The axis of timing between today’s anniversary of the passing of Jeff Hanneman and last week’s premiere of a brand new Slayer song, the first without Hanneman, provides a good opportunity to reflect upon the output of Slayer’s later years. Ever since Hanneman’s death the court of public opinion has been declaring loudly that Slayer cannot possibly continue to put out great (or even good) material without Hanneman in the picture. I agree with that statement. But here’s the thing: Slayer haven’t put out anything good in a long, long while anyway.
That’s not a slight against Hanneman. It’s been scientifically proven that he penned or had a part in writing nearly all of Slayer’s greatest tracks. The man was a great guitarist and a talented writer, no doubt, Metal Royalty amongst mere mortals. The band’s live setlist still consists of all songs he wrote.
It’s just that people seem to be using his death — and the even more insignificant (in terms of writing) firing of Dave Lombardo — as an excuse to justify what we’ve basically all known for quite a while, but haven’t been willing to admit: modern day Slayer has been extremely tired, boring and mediocre for years already.
The Cult of Slayer is a powerful thing. Yelling SLAAAAYEEEERRR at the top of your lungs has been a real-life meme for decades. Liking Slayer is cool. Not liking Slayer is decidedly uncool, heresy even. Until half of the band was replaced by other guys, and people suddenly had a fall-back to admit that Slayer are just out of gas these days.
We’ve all heard the new song “Implode.” Most of us agree that it’s pretty crappy, or, at the very least, “stock” — mediocre, by the numbers Slayer. Is that a direct effect of the absence of Hanneman (and Lombardo)? Well, maybe. But maybe not. Tom Araya said in an interview last year that the next Slayer album would include songs written by Hanneman. What if “Implode” turns out to be one of them? That’d be mighty embarrassing for all those shouting at the moon about the supposed heresy that is this band continuing to call themselves Slayer without two key members.
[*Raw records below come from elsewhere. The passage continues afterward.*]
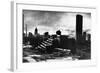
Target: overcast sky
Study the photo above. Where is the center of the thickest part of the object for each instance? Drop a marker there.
(48, 21)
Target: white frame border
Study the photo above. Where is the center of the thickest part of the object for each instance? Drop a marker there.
(15, 66)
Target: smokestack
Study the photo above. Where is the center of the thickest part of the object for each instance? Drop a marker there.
(79, 24)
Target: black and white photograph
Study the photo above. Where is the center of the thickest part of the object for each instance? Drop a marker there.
(50, 36)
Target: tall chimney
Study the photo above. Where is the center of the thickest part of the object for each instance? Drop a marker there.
(79, 24)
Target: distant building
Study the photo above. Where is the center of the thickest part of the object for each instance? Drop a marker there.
(79, 26)
(36, 32)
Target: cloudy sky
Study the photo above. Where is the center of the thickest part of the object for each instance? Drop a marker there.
(51, 21)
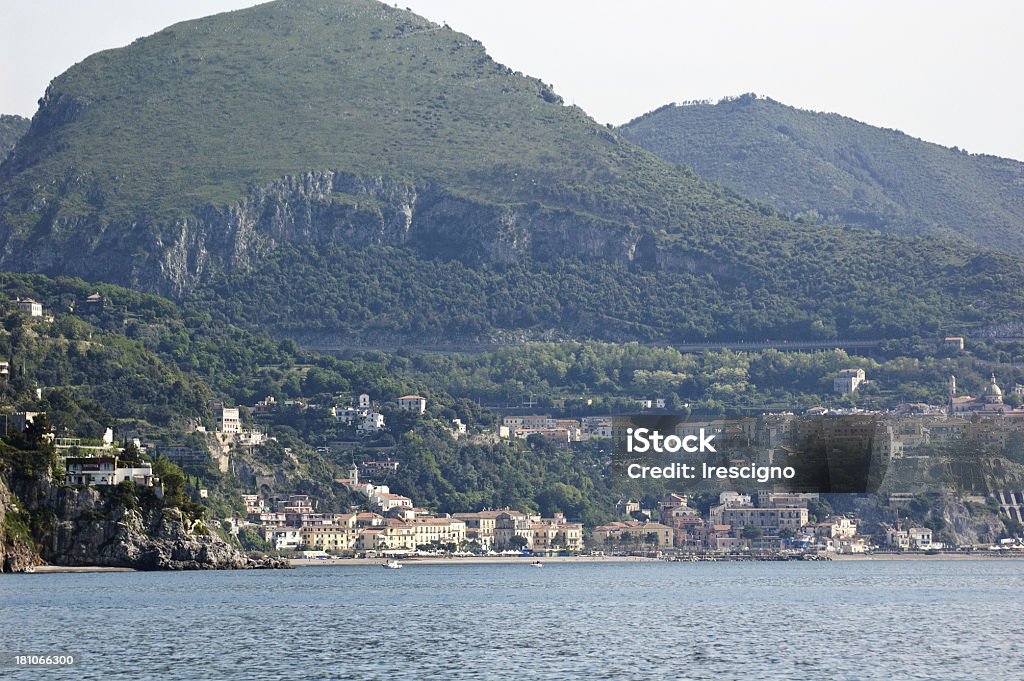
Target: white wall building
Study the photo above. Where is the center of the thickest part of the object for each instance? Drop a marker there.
(414, 403)
(228, 420)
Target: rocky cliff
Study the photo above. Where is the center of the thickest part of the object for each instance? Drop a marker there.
(321, 208)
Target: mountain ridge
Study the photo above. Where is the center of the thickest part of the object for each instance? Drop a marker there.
(283, 147)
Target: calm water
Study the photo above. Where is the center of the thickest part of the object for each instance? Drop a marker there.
(892, 620)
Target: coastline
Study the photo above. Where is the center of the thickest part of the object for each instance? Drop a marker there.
(471, 560)
(78, 568)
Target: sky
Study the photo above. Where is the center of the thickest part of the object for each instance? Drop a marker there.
(944, 71)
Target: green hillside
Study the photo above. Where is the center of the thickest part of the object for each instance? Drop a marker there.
(349, 170)
(11, 129)
(825, 167)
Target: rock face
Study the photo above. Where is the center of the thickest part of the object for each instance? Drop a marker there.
(16, 553)
(89, 527)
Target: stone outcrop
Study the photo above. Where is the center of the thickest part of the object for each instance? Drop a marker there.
(16, 552)
(89, 527)
(320, 208)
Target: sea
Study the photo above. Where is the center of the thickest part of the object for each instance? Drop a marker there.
(888, 620)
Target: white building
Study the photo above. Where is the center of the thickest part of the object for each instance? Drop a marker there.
(29, 306)
(283, 539)
(105, 470)
(848, 380)
(371, 423)
(414, 403)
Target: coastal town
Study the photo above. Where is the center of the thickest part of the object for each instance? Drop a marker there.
(377, 521)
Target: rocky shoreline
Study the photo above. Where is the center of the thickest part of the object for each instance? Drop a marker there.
(71, 527)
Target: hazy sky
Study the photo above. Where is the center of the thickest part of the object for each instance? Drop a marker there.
(943, 71)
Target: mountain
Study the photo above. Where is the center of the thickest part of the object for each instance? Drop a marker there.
(340, 170)
(11, 129)
(829, 168)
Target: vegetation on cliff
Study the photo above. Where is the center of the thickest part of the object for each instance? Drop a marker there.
(832, 169)
(356, 170)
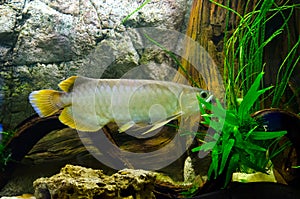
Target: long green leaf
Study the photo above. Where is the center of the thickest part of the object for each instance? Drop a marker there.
(205, 147)
(262, 135)
(225, 154)
(232, 167)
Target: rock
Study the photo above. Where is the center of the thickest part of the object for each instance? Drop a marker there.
(8, 18)
(79, 182)
(23, 196)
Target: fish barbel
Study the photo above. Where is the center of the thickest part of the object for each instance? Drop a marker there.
(89, 104)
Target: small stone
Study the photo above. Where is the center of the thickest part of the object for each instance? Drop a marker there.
(79, 182)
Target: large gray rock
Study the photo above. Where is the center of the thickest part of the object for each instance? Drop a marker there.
(79, 182)
(43, 42)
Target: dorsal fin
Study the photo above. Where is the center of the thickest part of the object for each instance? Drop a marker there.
(67, 84)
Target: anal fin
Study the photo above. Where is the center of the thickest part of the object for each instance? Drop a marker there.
(159, 124)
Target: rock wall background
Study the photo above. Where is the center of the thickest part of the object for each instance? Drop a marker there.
(45, 41)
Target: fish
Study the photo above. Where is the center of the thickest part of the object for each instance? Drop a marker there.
(88, 104)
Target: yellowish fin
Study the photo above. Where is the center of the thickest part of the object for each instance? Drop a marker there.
(66, 117)
(45, 102)
(67, 85)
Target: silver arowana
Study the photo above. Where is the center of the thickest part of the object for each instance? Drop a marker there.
(89, 104)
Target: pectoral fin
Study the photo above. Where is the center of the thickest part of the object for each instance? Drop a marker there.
(159, 124)
(126, 126)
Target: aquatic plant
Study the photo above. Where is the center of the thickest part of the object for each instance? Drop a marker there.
(244, 50)
(238, 144)
(5, 154)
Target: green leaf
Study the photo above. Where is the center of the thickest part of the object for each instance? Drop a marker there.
(205, 147)
(250, 146)
(214, 163)
(263, 135)
(232, 167)
(251, 96)
(225, 153)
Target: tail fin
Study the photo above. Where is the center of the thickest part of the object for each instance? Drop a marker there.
(45, 102)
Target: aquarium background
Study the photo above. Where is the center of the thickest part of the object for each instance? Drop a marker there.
(43, 42)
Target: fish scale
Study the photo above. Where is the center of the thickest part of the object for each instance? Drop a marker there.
(89, 104)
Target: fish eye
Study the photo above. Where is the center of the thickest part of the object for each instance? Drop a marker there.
(204, 95)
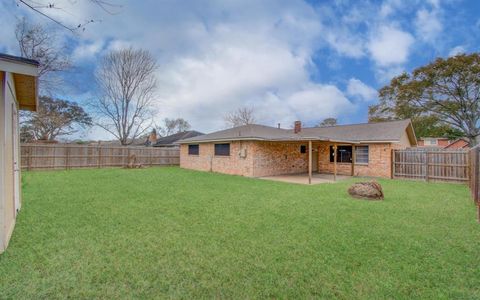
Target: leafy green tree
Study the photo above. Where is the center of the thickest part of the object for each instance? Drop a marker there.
(443, 96)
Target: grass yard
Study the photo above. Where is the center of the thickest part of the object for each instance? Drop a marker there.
(168, 232)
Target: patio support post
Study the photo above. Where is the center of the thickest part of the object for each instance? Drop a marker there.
(309, 162)
(353, 160)
(335, 162)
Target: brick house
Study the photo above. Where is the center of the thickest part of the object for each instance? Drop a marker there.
(433, 142)
(257, 150)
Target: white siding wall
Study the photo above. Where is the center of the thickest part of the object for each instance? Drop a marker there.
(7, 207)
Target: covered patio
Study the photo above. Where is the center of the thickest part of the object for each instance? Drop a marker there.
(305, 178)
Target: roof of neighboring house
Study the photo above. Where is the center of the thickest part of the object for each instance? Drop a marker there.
(19, 59)
(391, 131)
(436, 138)
(172, 140)
(25, 76)
(454, 144)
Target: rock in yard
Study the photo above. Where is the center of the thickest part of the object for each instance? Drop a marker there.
(366, 190)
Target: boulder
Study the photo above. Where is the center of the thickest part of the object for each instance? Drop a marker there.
(366, 190)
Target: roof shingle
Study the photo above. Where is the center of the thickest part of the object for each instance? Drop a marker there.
(369, 132)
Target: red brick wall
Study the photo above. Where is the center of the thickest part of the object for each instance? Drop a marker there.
(275, 158)
(207, 161)
(379, 161)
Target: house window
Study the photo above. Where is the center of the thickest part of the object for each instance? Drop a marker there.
(344, 154)
(193, 149)
(222, 149)
(361, 154)
(303, 149)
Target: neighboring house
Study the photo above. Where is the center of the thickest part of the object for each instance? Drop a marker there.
(461, 143)
(257, 150)
(18, 91)
(443, 143)
(172, 140)
(433, 142)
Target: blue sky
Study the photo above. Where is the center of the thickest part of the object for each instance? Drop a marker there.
(290, 60)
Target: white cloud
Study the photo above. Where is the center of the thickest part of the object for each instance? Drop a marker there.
(428, 24)
(457, 50)
(390, 46)
(356, 88)
(87, 50)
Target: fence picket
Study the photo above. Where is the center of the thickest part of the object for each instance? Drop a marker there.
(66, 156)
(431, 165)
Even if it turns out that “Implode” isn’t one of the Hanneman-penned tracks, consider the following: no one writes great music forever. Everyone, and every band, has a shelf-life. John Lennon’s latter-day output was all over the place. Pink Floyd’s The Final Cut was a wash, to say nothing of David Gilmour and Roger Waters’ erratic and uninspired solo output. Is Coda anyone’s favorite Led Zeppelin album? A little closer to home, Metallica’s past two decades of output aren’t even worth discussing here. Slayer’s life as a relevant metal act seemed remarkably long — whereas most bands get two-three albums in their prime and the very best get four, Slayer’s coolness seemed to last forever simply because of the culture surrounding the band and what it meant to be a fan of theirs. To some they were and are the very embodiment of metal.
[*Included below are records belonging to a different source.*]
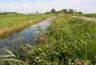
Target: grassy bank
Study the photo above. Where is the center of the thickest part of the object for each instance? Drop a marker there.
(14, 23)
(68, 41)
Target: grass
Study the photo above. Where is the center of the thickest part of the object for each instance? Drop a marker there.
(14, 23)
(86, 15)
(68, 41)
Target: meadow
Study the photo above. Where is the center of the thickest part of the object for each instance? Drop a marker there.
(13, 23)
(68, 41)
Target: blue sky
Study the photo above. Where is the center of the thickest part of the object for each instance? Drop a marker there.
(28, 6)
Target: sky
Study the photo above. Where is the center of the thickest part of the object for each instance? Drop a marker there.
(31, 6)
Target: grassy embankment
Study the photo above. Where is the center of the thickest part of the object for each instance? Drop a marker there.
(86, 15)
(14, 23)
(68, 41)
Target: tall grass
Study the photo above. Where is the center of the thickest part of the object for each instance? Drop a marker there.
(14, 23)
(9, 58)
(68, 41)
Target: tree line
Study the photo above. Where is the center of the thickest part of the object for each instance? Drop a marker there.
(8, 13)
(53, 11)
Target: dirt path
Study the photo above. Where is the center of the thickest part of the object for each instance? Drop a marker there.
(85, 18)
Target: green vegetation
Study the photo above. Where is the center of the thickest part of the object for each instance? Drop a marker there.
(14, 23)
(68, 41)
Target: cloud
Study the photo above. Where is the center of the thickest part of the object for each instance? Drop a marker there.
(43, 6)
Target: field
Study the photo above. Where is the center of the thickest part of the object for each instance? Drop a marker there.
(14, 23)
(68, 41)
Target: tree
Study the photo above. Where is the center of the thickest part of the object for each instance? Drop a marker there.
(79, 12)
(53, 11)
(71, 11)
(65, 10)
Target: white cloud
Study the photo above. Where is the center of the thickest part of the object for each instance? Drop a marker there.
(81, 5)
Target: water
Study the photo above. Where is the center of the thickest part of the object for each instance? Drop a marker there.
(27, 35)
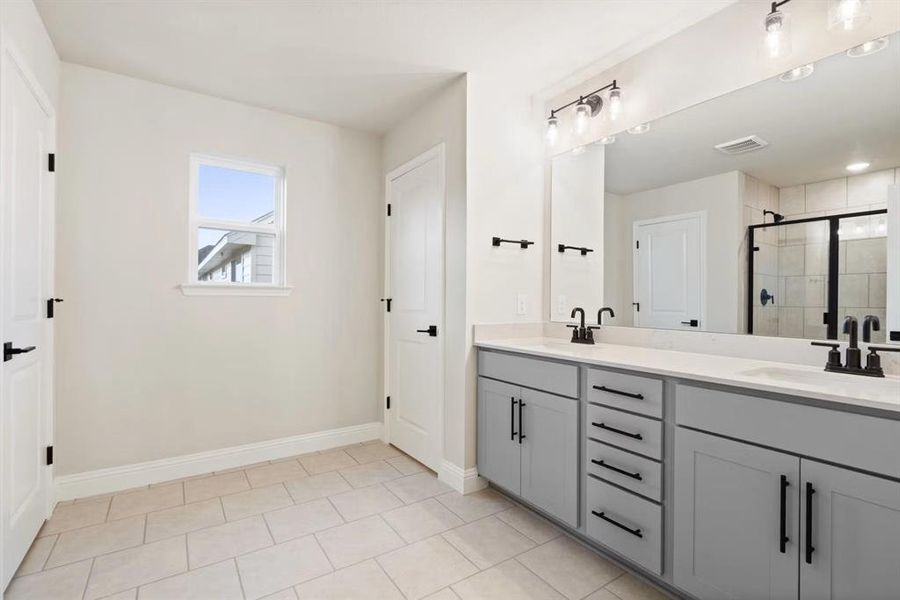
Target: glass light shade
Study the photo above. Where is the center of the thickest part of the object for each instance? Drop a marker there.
(615, 103)
(582, 116)
(552, 130)
(847, 15)
(777, 43)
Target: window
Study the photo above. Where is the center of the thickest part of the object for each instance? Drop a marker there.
(237, 236)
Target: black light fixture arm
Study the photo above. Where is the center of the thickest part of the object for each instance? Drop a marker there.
(608, 86)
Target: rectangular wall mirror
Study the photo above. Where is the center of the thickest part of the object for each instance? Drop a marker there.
(766, 211)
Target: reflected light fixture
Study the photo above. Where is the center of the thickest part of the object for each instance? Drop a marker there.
(847, 15)
(867, 48)
(777, 43)
(639, 129)
(798, 73)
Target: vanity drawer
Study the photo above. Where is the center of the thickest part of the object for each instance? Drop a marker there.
(553, 377)
(640, 475)
(628, 392)
(625, 523)
(628, 431)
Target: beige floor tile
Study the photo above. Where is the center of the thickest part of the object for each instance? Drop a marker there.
(629, 587)
(537, 528)
(476, 505)
(372, 452)
(326, 461)
(406, 465)
(255, 501)
(182, 519)
(37, 555)
(370, 474)
(569, 567)
(357, 541)
(74, 516)
(316, 486)
(144, 501)
(217, 485)
(131, 568)
(364, 502)
(275, 473)
(414, 488)
(64, 583)
(425, 567)
(365, 580)
(207, 546)
(506, 580)
(303, 519)
(215, 582)
(272, 569)
(488, 542)
(421, 520)
(87, 542)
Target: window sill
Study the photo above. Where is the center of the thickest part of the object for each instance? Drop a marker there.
(213, 289)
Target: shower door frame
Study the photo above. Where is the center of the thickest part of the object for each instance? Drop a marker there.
(834, 243)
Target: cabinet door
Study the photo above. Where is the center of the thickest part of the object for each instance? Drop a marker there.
(854, 535)
(550, 454)
(498, 442)
(729, 510)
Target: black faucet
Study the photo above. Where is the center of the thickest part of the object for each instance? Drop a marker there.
(870, 324)
(580, 333)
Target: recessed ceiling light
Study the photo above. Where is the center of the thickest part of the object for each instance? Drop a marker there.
(867, 48)
(798, 73)
(639, 129)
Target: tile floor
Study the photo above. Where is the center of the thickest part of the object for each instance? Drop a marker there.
(364, 521)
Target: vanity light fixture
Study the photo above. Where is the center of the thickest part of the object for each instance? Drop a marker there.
(798, 73)
(847, 15)
(639, 129)
(777, 24)
(867, 48)
(586, 107)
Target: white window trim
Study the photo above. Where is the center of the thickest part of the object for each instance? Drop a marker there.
(278, 287)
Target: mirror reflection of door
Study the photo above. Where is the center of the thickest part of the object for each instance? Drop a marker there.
(669, 262)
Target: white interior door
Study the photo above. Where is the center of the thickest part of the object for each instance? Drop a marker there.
(669, 272)
(415, 281)
(25, 268)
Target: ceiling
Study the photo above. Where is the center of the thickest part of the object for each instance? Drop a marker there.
(357, 63)
(847, 111)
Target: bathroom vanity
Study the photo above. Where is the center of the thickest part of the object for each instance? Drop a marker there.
(717, 477)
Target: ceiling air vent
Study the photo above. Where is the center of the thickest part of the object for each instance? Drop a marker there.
(741, 145)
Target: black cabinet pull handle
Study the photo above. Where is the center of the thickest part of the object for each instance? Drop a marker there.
(602, 515)
(600, 463)
(636, 436)
(603, 388)
(521, 423)
(783, 539)
(809, 547)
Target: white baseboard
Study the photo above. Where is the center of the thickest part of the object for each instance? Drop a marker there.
(464, 481)
(114, 479)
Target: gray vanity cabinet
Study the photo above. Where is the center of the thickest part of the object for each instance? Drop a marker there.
(728, 519)
(854, 534)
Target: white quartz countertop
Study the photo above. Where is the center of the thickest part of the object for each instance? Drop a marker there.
(760, 375)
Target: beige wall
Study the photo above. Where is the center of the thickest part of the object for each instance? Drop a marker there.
(443, 119)
(144, 372)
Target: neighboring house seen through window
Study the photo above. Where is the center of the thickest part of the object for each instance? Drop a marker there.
(237, 222)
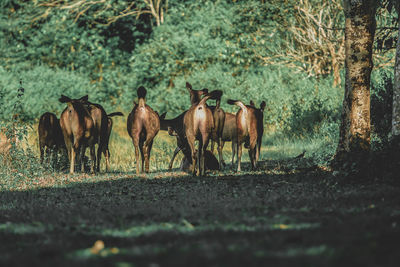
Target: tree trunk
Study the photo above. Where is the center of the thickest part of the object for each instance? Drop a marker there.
(354, 138)
(396, 89)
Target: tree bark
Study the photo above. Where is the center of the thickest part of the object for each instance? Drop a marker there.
(396, 88)
(355, 138)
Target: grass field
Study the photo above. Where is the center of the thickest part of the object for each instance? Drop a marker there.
(288, 212)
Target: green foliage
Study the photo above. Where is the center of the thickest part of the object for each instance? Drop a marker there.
(381, 108)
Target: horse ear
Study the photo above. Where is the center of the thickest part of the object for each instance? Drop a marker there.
(84, 98)
(64, 99)
(141, 92)
(189, 86)
(262, 106)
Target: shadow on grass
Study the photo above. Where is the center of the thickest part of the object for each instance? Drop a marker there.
(282, 218)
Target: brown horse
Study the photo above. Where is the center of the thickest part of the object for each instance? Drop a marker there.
(198, 123)
(51, 139)
(143, 125)
(100, 120)
(79, 131)
(249, 121)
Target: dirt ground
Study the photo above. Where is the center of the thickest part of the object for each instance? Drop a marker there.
(275, 217)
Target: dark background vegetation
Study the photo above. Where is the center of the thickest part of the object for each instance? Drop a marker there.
(244, 48)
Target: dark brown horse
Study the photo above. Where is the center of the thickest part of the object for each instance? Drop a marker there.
(51, 139)
(79, 131)
(143, 125)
I know it’s taboo to speak ill of the dead, but we should all at least contemplate that maybe Hanneman’s best writing days were over long before his untimely passing. Again, the Cult of Slayer is a powerful thing. Listen to World Painted Blood and Christ Illusion without your SLAAAAAAYEEEEERRR-blinders on and tell me that these songs are really THAT much better than “Implode.” You can’t! Sure, we haven’t heard the full album yet from which that song comes, and it could well turn out that it’s such a steaming pile of crap that it makes Christ Illusion look like Reign in Blood. But I kind of doubt it. It’s going to sound like the same Slayer we’ve known for the past decade or so. This band has been repeating themselves and repeating themselves for quite a while now, and it’s been old and boring for as long.
Again, this is not to speak ill of Hanneman. The man was a metal genius, a metal GOD even. Yes, he was absolutely crucial to Slayer. Further, he wrote some of the best metal songs ever recorded by anyone. But everyone has their moment in the sun, and that moment inevitably fades as the world turns. Let’s reasonably judge Slayer’s recent output without the aggrandizement that a death provides.